Dark Reading is part of the Informa Tech Division of Informa PLC

This site is operated by a business or businesses owned by Informa PLC and all copyright resides with them.Informa PLC's registered office is 5 Howick Place, London SW1P 1WG. Registered in England and Wales. Number 8860726.

Analytics

2/9/2007
02:10 AM
Connect Directly
Google+
Twitter
RSS
E-Mail
50%
50%

Are 'Sealed' Websites Any Safer?

Website seals are designed to make buyers feel safer. But are sites with seals really more secure?

Hacker Safe, ControlScan, VeriSign, Cybertrust -- what's in a Website label, anyway?

As consumers become more concerned about protecting their information online, more "secure" labels have emerged, each promising to serve as a "Good Housekeeping seal of approval" for Website security. Hacker Safe and ControlScan, for example, prove that a site has been vulnerability-scanned. The new Extended Validation SSL (EV SSL) moniker, championed by digital certificate vendors such as VeriSign and Cybertrust, help verify that a site is not a phish or a phony. (See Cybertrust Enters EV SSL Fray.)

And now ScanAlert is rolling its "Hacker Safe" seal into a service for enterprises, company executives say. Hacker Safe Enterprise is a fully managed service that includes vulnerability assessment, hands-on analysis, and support from ScanAlert's security experts.

VeriSign, whose VeriSign Secured Seal logo is displayed on over 65,000 Websites, and Cybertrust, are in the process of rolling out EV SSL. If a site is EV SSL-certified, its address shows up in green on newer browsers such as Internet Explorer 7.

But are sites with a Website seal really more secure?

Website operators say displaying these logos demonstrates that they have made a good faith effort to run a clean site, and that they are being proactive in securing their sites. "I know that by implementing [Hacker Safe], I'm still ten times more secure than without it," says Lynnette Montgomery, general manager of e-commerce for Levenger, a $75 million reading and writing tools retailer that offers its products online as well as through stores and paper catalogs. "It's more that you are covering your bases, trying to be the best you can be, honest and putting your best foot forward."

Montgomery says another attraction of the Hacker Safe seal is its potential to bring in new customers. "Most companies I spoke to [about Hacker Safe] increased their conversion rate," she says. And that provides an ROI for the security service: "If I receive a two percent increase in conversion of customers, that's almost $500,000 in additional sales," she explains.
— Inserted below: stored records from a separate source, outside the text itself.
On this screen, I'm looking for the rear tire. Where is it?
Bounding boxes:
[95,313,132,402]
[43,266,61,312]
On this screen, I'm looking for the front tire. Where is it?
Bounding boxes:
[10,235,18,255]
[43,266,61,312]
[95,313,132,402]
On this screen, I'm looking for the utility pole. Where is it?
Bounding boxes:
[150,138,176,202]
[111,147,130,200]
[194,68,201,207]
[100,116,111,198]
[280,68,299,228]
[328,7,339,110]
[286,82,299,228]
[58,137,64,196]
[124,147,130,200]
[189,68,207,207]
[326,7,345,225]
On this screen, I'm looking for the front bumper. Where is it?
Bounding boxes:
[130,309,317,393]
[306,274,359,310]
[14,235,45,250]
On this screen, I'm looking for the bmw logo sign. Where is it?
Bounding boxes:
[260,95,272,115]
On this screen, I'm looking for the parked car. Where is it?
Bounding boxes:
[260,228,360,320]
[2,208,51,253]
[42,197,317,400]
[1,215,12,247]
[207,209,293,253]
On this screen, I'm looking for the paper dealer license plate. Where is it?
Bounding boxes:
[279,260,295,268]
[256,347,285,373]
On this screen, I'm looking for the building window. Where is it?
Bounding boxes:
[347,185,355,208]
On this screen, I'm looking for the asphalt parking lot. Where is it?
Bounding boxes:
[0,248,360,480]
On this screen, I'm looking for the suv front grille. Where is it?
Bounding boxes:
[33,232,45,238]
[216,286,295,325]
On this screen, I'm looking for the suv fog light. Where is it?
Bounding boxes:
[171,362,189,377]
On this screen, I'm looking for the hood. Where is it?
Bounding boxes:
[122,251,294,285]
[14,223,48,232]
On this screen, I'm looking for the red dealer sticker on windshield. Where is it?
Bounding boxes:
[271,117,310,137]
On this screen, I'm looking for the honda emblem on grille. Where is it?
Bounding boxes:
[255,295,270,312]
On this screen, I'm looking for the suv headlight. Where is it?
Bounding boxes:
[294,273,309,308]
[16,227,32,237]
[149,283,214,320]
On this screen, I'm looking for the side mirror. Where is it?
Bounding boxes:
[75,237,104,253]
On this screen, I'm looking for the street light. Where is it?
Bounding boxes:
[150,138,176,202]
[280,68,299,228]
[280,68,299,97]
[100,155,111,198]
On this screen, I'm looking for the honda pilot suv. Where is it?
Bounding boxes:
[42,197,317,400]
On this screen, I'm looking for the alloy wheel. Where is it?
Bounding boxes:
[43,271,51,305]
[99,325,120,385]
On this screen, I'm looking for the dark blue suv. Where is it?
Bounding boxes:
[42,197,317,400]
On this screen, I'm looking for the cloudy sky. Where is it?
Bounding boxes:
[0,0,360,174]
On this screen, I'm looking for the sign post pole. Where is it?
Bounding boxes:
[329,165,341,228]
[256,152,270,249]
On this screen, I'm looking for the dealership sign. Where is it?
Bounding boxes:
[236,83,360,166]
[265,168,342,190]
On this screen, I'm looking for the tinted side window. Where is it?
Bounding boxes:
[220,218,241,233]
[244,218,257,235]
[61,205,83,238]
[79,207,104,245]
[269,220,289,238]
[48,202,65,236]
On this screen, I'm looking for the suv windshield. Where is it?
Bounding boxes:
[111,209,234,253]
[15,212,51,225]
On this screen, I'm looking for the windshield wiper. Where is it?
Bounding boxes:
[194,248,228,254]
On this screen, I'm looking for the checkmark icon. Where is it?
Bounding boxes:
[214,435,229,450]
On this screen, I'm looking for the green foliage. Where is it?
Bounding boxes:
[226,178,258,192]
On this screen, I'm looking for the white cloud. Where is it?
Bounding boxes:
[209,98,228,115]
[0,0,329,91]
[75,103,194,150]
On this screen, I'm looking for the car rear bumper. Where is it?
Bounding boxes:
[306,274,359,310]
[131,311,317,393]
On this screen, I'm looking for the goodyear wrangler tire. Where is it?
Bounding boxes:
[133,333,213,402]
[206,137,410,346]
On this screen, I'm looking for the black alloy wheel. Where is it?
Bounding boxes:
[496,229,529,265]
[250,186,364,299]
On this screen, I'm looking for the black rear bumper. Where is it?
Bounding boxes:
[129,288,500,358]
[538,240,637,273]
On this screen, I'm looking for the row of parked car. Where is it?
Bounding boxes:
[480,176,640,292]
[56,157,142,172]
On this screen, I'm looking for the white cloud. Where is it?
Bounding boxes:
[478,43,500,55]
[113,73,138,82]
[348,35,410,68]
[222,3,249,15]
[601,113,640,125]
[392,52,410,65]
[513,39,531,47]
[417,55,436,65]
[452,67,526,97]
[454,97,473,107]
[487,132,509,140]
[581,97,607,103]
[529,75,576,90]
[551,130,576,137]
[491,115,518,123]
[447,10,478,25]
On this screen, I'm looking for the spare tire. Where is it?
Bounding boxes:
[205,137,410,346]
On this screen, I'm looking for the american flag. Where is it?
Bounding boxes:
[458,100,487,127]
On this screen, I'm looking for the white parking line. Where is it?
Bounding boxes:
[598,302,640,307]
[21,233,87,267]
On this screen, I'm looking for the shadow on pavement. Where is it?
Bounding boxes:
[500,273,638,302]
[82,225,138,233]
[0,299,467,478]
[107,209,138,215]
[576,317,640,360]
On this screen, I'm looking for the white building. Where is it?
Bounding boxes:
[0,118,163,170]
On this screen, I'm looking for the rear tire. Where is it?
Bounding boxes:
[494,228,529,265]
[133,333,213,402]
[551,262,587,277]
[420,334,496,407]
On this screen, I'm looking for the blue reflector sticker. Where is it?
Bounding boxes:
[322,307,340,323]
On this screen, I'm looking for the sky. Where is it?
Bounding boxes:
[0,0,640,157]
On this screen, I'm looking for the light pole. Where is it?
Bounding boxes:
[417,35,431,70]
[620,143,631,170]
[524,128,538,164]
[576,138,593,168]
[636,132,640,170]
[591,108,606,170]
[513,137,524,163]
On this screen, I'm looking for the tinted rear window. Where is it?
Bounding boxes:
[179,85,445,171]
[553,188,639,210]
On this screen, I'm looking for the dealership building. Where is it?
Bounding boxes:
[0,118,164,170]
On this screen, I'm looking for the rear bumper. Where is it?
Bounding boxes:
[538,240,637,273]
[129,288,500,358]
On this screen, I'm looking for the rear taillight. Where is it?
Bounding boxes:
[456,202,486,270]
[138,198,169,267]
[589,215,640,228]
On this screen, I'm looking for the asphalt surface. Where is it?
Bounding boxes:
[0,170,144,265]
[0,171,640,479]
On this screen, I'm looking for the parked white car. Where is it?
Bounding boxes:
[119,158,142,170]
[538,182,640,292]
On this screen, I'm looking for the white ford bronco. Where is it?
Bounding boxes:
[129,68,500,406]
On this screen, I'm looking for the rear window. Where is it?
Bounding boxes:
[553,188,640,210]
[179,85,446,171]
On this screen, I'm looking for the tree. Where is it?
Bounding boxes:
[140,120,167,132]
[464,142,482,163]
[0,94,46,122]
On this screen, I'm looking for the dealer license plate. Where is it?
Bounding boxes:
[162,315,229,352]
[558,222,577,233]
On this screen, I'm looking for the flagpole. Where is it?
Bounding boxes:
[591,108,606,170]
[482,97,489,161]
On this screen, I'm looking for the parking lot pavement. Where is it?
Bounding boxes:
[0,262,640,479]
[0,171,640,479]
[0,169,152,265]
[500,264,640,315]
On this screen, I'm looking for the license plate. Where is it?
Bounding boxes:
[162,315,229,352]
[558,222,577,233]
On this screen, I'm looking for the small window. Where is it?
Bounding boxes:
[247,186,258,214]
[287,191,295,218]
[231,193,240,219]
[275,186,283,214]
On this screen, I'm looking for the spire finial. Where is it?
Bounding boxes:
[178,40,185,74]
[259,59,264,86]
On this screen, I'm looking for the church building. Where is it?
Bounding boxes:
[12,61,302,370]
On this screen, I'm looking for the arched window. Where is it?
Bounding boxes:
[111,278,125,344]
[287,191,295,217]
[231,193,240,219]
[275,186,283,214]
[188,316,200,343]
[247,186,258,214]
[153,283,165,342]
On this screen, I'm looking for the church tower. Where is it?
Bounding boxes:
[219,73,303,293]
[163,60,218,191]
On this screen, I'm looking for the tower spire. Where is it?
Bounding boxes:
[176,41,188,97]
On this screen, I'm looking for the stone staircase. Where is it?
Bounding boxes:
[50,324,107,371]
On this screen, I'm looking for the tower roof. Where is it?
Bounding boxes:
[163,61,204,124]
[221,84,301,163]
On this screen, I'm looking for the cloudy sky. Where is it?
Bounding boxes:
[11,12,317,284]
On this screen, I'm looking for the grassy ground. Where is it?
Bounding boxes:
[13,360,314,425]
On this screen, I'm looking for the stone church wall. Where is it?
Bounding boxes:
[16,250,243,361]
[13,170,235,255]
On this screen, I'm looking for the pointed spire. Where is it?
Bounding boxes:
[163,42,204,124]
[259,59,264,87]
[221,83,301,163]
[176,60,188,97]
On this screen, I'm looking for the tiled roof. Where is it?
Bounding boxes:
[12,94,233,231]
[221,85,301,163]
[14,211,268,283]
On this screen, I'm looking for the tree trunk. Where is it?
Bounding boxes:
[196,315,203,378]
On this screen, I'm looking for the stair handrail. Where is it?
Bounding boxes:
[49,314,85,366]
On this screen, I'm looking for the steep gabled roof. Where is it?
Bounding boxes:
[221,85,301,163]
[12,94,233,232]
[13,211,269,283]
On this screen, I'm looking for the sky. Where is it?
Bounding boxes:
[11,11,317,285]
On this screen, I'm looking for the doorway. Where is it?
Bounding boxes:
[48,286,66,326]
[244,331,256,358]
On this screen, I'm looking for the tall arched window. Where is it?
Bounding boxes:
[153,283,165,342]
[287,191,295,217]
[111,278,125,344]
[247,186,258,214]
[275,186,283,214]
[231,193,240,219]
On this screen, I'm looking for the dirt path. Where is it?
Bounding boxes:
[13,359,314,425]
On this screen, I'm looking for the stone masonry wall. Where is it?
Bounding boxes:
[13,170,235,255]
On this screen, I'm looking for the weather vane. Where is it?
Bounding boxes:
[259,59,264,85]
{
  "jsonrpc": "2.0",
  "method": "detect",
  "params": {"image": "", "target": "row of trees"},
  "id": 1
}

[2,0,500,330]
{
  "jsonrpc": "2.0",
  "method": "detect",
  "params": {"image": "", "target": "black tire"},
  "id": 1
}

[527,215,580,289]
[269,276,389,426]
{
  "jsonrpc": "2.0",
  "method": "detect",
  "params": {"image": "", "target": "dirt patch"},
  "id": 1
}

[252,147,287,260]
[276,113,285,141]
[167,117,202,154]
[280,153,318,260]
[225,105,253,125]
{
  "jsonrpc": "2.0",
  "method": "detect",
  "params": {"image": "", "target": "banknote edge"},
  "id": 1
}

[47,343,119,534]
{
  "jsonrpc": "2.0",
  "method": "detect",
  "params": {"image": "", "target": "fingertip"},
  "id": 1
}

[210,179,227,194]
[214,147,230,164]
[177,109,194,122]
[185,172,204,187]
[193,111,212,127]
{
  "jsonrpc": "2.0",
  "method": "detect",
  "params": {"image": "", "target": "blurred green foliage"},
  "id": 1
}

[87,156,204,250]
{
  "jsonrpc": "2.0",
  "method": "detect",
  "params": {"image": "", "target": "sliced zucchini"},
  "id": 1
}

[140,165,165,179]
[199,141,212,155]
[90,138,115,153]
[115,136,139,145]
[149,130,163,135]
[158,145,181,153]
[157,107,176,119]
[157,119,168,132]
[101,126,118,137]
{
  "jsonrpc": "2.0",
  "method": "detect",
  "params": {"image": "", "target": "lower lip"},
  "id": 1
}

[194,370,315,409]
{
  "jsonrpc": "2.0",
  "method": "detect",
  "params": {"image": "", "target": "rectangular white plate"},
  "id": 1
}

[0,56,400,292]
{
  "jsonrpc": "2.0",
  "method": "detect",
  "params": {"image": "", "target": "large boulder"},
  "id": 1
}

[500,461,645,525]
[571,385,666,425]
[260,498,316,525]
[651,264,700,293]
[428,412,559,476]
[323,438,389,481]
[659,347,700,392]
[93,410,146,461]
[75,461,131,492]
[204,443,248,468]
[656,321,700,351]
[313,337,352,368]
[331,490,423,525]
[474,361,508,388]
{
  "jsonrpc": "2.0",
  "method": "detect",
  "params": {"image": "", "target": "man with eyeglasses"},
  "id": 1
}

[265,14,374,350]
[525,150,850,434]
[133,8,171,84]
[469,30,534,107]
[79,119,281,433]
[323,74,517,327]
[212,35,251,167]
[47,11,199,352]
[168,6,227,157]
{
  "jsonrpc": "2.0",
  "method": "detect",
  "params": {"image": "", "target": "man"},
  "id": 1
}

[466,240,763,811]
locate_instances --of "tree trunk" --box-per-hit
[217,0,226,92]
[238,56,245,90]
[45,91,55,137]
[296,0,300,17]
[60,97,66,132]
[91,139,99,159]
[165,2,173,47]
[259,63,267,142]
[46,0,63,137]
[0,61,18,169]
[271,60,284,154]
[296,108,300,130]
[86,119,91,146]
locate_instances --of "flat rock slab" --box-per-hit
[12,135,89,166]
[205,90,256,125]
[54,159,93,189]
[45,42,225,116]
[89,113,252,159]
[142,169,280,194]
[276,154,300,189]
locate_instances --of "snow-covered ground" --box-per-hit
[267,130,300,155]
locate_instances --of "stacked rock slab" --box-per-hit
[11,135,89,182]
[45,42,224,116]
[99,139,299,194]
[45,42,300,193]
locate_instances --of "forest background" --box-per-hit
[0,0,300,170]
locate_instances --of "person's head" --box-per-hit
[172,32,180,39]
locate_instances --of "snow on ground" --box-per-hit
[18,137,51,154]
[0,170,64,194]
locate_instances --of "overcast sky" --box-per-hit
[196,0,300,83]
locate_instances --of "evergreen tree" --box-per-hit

There are over 75,000 sites with the Hacker Safe seal today, including the American Red Cross, Fidelity National Financial, General Nutrition Center's HP, Johnson & Johnson, Nike, Northrop Grumman, Petco, Sony, The World Bank, Visa, Warner Brothers, and Yahoo.

ScanAlert CEO and founder Ken Leonard says the ROI aspect of the Hacker Safe seal helps IT not only meet a standard of security but also appeals to an organization's marketing department. "The marketing department sees the advantage of Hacker Safe," he says.

But some security experts say a Website label is just that -- a marketing tool to make a site more "sticky," without really guaranteeing a site's security or legitimacy. ScanAlert's Hacker Safe seal, for instance, came under fire last fall when the sla.ckers.org hacker group found cross-site scripting (XSS) vulnerabilities on several Websites emblazoned with ScanAlert's Hacker Safe seal. And critics say the EV SSL seals from VeriSign and Cybertrust aren't safe from serious criminals who can also nefariously obtain these seals of approval. (See Hackers Reveal Vulnerable Websites and Two Vendors Deny XSS Flaws.).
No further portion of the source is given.